I do like to follow this discussion


I don't. I think complaining about this type of thing is pointless, because different people use different tools and these tools have different popularities in different places. Regardless of popularity, once someone has a tool installed, using it is easy, so they don't necessarily think about whether others have access to it.

 

If you want to take this complaint to a contrived extreme, someone could just as easily ask you "why do you use this weird .vi format? I can't open it with Visual Studio or Eclipse". Obviously this isn't comparable, but hopefully it helps people understand my viewpoint.

 

Normally I simply wouldn't respond (I haven't so far), but I figured I might as well, since I do have something to say on the rest of your post, so:

 


@PeterFoerster wrote:

I also remember a time when you could unzip a built LabVIEW Exe file, so what was that all about?

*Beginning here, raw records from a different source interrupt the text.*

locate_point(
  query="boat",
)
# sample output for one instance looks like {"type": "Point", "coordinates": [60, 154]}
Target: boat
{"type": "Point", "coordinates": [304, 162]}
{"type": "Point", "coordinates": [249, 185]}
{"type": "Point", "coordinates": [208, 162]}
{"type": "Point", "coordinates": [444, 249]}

A LabVIEW EXE is still just the same bunch of VIs you have when you write your code, with some caveats and asterisks (that's why you can open and run VIs dynamically from an EXE). In the past, this was done using the LLB format, which is a simple flat list of files inside the EXE. After the addition of libraries (and particularly classes), which meant different VIs could have the same file name, NI changed this to a zipped folder structure, so that multiple files with the same name could be inside the EXE. Before they figured it out, VIs with the same name from different libraries were saved in folders outside the EXE.

 

I haven't checked specifically about unzipping EXEs (although I have seen people comment on managing or not managing to do it over the years), but that's the basic idea. If it doesn't work any more, it's probably because the EXE isn't a simple zipped folder, but also has a separate executable component to load everything, similar to auto-extracting executables you can find.

 

You can actually see this being done if you look at a build folder while LV is building an EXE. You will see that a folder is generated with all the stuff inside it and then converted to a zip at the end (although, depending on different factors, that last step may fail if you have an open Explorer window on that folder).